CELEBRITY EXTRA Comedian Griff Rhys Jones talks about messing about on the water for television.
Comedian, presenter and writer Griff Rhys Jones insists he’s no action man – yet in recent times he has abseiled down a waterfall, plunged into freezing waters, immersed himself in bogs and tried his hand at surfing.
It’s all water off a duck’s back to the 55-year-old, who made his name in the hit comedy shows Not The Nine O'Clock News and Alas Smith And Jones and has now reinvented himself as a Michael Palin-style journeyman and champion of British national heritage and the arts.
He spent six months exploring Britain’s rivers for his latest five-part BBC One series River Journeys, which began this week, and its tie-in book, Rivers.
True to form, there were a number of grumpy moments for the man once labelled ‘Britain’s angriest man’ and even now there are certain things that make him cross.
“I’m somebody who gets pretty emotional about every stage of my life. I will get hugely enthusiastic about something one minute, quite down the next when something goes wrong or frustrates me. “I’m afraid it’s childish, but that’s the sort of person I am. I am not a cool person,” he admits.

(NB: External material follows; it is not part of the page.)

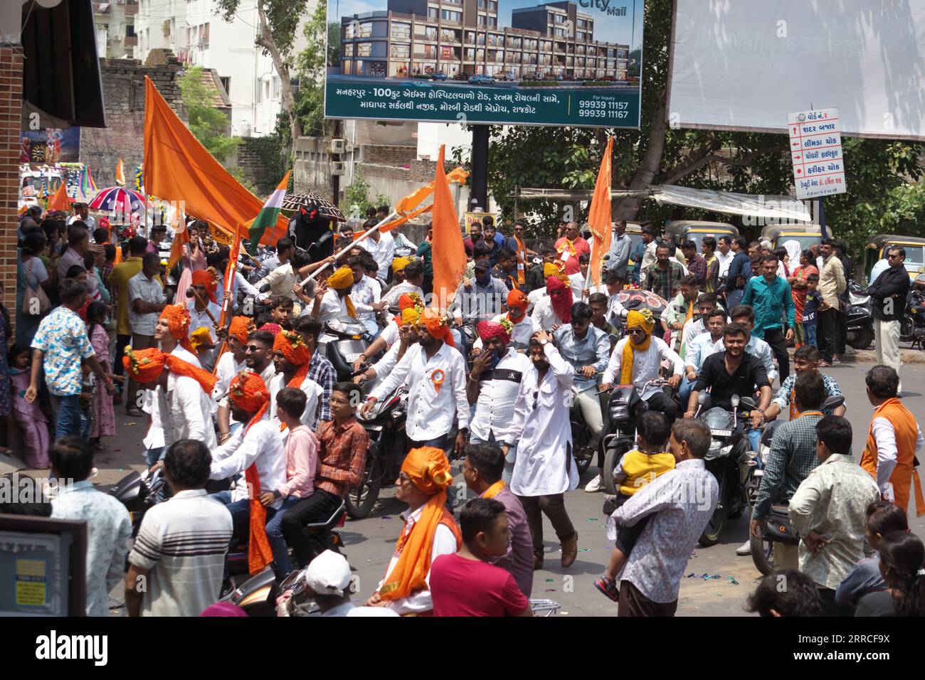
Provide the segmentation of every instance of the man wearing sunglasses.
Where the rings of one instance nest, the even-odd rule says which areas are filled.
[[[521,381],[513,420],[501,452],[517,447],[511,490],[520,499],[533,537],[533,566],[543,568],[543,514],[552,523],[561,543],[561,565],[568,568],[578,555],[578,532],[565,512],[563,493],[578,487],[578,469],[572,455],[569,406],[574,368],[539,330],[530,339],[533,370]]]
[[[889,266],[868,288],[873,298],[873,334],[877,363],[899,373],[899,328],[909,292],[906,249],[894,246],[886,253]]]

He’s a keen canoeist and loves messing about in boats – his 1950s racing yacht is currently moored in Cannes – but Griff had to be pretty fit to complete all the escapades the series demanded of him.
“The funny thing is, it’s not the direction I assumed my life was going in.
“I started running to keep myself fit about 15 years ago. A lot of things I’ve been asked to do in the last few years have required quite a lot of stamina,” he says. “I don’t think of myself as being mega-fit, but because I run about 10 miles a week I have a level of stamina which is useful on these occasions.”
This latest series celebrating Britain’s rivers and their history will reinforce Griff's image as a champion of our heritage, following his TV series Restoration, Why Poetry Matters, Mountain and Three Men In A Boat, which ended in Oxford, and his brief stint as president of the now defunct Civic Trust.
He says he doesn’t miss comedy because he includes it in his many public speaking engagements.
“Mel (Smith) and I did, I think, 11 or 12 years of comedy and before that we did four years of Not The Nine O’Clock News. I don’t regret a moment of it, but we did it for an awfully long time.”
However, he is enthusiastic about a proposed gathering of his old Not The Nine O’Clock News team – Smith, Pamela Stephenson and Rowan Atkinson – to make a one-off show to mark its 30th anniversary.
Balancing his work with home life has always been a problem, Griff admits. He met his wife Jo, a graphic designer, during his early years at the BBC.
She has remained the stabilising influence during his career, and his two children, George and Catherine, are now in their twenties.
“I’m not attracted to glamour. I don’t drink anymore so I find standing in a nightclub utterly pointless.”
He’s just finished filming a second series of Greatest Cities Of The World for ITV, has been racing his boat in the south of France and filming a series in Wales – but he loves it all.
l Griff will be signing copies of his book Rivers in Waterstones, Broad Street, Oxford, on Thursday, August 13, 1-2pm.